The front of the Oscar, showing the water-cooled induction motor. Notice the steep angle on the steering mechanism. The front suspension is a MacPherson strut, with a transverse composite leaf spring.
An electric bus.
A PVI electric truck.
A PVI garbage truck running on CNG. PVI also make bimodal garbage trucks that run on battery energy, with regenerative braking, when collecting, and then on CNG or other fuels when returning to the depot.
An electric bus from MGL, a Chinese manufacturer of lithium ion batteries.
Formula Zero is an organisation that is trying to organise racing of open-wheeled fuel-cell vehicles, starting with go-karts and progressing to full-size racing cars. A small hydrogen cylinder (above the steering column) will drive the kart for about 10 minutes, and can be changed in 15 seconds. The kart uses ultracapacitors (left and right sides of the kart) to provide bursts of high power for both acceleration and regenerative braking. This is an environmentally friendly alternative to Formula SAE.
The Maxwell ultracapacitor banks in the Forumla Zero go-kart incorporate circuitry for cell balancing.
The Mercedes-Benz F-Cell is a Mercedes-Benz A-Class fuel-cell vehicle. About 60 of them have been built, and are being tested in small fleets in Europe, the USA, Japan and Singapore. Range is about 160 km. Refuelling takes about 3 minutes. The ride is very smooth, but the noise of the compressors is a little disconcerting because it does not vary directly with the applied power.
The dash display of a Mercedes-Benz F-Cell.
The fuel cell and battery are under the floor of the F-Cell. The air compressor is under the bonnet.
The Michelin-PSI Hy-Light is a small prototype 4-seater fuel-cell vehicle that debuted at the 2004 Challenge Bibendum.
The Hy-Light has active, in-wheel suspension, so does not exhibit body roll during cornering or pitch during braking. For the slalom event, it was programmed to lean slightly into the corners.
The Hy-Light dash has a video rear-view camera, and gauges to show the power from the supercapacitors and the fuel cell.
The Hy-Light also has sliding doors.
With the exception of the diesel Mercedes-Benz Bionic car, the fossil fuel cars were unremarkable. The Bionic car is based on the aerodynamics of the boxfish, and has a Cd of just 0.19. Fuel consumptinon is 4.3 litres per 100 km.
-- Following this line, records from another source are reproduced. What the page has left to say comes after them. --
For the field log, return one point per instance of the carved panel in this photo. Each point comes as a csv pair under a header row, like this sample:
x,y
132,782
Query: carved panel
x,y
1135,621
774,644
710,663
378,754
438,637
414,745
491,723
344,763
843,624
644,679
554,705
There were many small urban electric vehicles at Challenge Bibendum, including this Poste chariot.
There were also many electric-assist bicycles. This MVE bicycle had a Sunstar i-bike kit featuring a drive motor on the front gear set, and a compact lithium battery (above the motor).
The Ergolite Glider 2 is a recumbent 2-wheeler (without pedals) that has been developed at FHTE, and used to evaluate different drive and battery systems. A vehicle like this would be much easier to build and register than something like Trev, and may be a good project for next year.
The Ergolite Glider 2 with what appears to be a high-speed brushless motor.
An even smaller drive motor.
Finally, a gratuitous photograph of Bibendum near a famous tower. The public display was held on the Champs de Mars, at the base of the Eiffel tower.